Ideas for iPhone applications
I thought of two ideas for iPhone applications yesterday and I thought I would share it with anyone interested in pursuing the tasks. I may do it myself if time and motivation allows it, but do feel free to try your luck with them. So here goes nothing.
Life-tracker
The main principle idea is that you could use your iphone to keep track of your life through time, specifically where you have been, what have you been doing and what your thoughts on any given date. The said application would be really simple to use. You launch it, two buttons will make it possible to record your existing location (geolocation coordinates) and/or record thoughts or, say, what it is that you are doing at the moment. You can do that as many times as you wish, whenever you wish. Sometime later, you can sync all that with a web-based service. You could access your life activities through that service ( what have been thinking a year ago this very day? where have I been last week when I was on vacation in London? you want that on a google map - there you go) and so on, so forth. A more or less trivial application to build.

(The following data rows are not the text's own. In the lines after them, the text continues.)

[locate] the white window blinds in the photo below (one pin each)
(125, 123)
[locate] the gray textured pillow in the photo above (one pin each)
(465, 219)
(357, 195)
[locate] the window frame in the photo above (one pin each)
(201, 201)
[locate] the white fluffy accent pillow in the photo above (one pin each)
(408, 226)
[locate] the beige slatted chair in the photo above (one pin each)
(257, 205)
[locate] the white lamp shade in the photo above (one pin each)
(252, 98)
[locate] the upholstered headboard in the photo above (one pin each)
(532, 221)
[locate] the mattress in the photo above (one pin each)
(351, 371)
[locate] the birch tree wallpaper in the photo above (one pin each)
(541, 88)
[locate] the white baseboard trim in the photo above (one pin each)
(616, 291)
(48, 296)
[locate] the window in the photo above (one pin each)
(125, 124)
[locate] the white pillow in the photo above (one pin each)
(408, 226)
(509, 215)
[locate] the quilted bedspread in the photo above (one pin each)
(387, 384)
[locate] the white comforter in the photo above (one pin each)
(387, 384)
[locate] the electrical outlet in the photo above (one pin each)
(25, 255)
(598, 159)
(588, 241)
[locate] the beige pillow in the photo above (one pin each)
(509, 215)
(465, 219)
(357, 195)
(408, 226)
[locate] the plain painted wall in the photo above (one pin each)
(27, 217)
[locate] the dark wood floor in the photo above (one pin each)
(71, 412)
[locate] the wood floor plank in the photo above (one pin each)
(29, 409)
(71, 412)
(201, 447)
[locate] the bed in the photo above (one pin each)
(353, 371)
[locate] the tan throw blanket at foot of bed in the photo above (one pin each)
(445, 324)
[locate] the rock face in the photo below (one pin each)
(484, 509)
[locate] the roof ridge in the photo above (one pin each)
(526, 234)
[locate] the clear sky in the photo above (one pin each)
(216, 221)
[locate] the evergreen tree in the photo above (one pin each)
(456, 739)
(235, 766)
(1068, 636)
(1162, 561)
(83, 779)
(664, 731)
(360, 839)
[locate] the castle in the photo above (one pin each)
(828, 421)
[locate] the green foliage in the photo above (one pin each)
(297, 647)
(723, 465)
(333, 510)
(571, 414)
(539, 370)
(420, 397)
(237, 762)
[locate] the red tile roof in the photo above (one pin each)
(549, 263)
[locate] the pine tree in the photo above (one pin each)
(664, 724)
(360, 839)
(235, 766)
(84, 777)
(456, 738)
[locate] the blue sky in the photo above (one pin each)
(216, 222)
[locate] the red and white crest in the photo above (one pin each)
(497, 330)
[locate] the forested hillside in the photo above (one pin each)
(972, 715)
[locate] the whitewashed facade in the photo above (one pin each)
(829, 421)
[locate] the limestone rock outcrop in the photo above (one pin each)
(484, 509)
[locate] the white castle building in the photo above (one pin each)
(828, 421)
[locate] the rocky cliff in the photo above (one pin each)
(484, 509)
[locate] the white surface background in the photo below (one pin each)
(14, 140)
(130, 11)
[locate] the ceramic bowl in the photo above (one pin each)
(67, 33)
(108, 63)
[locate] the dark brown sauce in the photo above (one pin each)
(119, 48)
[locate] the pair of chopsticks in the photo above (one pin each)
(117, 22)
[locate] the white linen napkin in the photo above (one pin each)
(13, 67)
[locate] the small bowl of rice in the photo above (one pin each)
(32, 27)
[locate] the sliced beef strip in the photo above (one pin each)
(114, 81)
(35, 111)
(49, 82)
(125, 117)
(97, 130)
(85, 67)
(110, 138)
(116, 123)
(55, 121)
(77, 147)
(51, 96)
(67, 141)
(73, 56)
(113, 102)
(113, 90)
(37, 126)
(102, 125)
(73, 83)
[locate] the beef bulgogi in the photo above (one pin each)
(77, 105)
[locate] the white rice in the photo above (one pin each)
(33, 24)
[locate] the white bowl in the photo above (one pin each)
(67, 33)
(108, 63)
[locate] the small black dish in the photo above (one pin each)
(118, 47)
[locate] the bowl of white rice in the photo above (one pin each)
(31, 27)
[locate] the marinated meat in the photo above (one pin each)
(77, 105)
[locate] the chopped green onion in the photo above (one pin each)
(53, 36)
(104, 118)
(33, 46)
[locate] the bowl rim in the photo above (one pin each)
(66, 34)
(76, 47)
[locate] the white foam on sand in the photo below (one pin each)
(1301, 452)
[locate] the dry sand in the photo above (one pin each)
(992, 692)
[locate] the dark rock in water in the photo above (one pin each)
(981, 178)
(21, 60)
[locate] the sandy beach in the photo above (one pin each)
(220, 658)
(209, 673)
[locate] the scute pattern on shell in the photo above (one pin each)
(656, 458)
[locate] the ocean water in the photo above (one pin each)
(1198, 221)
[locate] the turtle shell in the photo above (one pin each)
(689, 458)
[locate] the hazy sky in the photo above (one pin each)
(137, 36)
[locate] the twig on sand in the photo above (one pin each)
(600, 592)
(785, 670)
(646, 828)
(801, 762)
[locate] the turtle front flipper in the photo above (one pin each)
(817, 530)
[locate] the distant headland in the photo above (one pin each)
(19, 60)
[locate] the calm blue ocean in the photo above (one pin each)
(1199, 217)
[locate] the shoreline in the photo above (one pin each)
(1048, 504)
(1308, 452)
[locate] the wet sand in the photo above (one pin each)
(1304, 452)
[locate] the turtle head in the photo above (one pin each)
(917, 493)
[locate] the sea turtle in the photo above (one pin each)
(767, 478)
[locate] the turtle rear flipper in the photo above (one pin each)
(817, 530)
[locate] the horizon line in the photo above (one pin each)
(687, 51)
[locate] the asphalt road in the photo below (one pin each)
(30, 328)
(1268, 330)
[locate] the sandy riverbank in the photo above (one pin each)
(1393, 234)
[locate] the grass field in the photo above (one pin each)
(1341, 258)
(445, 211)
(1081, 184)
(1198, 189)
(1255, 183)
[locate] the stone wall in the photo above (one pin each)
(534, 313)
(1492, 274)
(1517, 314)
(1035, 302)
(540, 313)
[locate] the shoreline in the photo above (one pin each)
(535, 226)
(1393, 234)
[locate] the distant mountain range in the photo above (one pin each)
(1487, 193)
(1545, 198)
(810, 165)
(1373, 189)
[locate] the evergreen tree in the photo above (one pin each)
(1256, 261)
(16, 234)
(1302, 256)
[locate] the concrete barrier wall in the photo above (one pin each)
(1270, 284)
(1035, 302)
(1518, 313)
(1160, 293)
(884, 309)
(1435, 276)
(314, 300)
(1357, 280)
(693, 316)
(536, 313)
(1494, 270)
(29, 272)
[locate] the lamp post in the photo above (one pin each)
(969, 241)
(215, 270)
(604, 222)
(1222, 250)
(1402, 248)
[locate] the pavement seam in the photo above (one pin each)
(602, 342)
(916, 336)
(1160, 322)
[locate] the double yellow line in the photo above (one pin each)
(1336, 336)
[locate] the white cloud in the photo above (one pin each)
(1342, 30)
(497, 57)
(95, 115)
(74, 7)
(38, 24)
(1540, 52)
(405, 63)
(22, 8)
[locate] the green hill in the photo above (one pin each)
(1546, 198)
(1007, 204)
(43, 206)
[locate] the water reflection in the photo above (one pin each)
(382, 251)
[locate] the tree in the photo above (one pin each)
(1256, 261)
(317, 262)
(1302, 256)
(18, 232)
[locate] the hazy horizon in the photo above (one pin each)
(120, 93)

Javascript driven native iPhone applications
This is a no brainer, in fact I wonder why someone ( Apple even ) hasn't thought of it yet. One can expose the iPhone functionality(framework facilities) through Javascript (Javascript objects), have a simple runtime application that 'all' it does is act as the VM/runtime for javascript code. 'Everyone' knows Javascript, everyone(?) likes Javascript, why not make it possible to build real (i.e not hosted on Safari, web-apps ), native applications using the language? A developer would still submit an iPhone application ( the Javascript VM/runtime, with the javascript files and resources in the bundle ) to Apple, Apple, nor the users, would be able to tell the difference. Hey presto, a gazillion apps flood the App store - most will be crappy ( the nature of things ) some will turn out to be gems. If I could make it possible for my brother and my fellow javascript gurus at work to build any app they want as easy as they build our web-apps, that would be kinda cool. Here is what it could look like:
var myButton = new UButton();
myButton.text = "Hello World";
myButton.addListener('click', function(event)
{
alert('Your geolocation is:"+(new ULocation()).toString();
}));
thisWindow.containerView.addView(myButton);
or something.
Tuesday, 11 August 2009 10:30 pm
Random thoughts produced on the balcony
Terry Pratchett on the right to die : Pratchett is one my favorite authors. His books ooze hilarity. He seems an all around awesome person, all things considered, too. Recently, he was diagnosed with Alzheimer's and he seems brave(?) enough to wish to die before this treacherous disease disrupts his mental abilities.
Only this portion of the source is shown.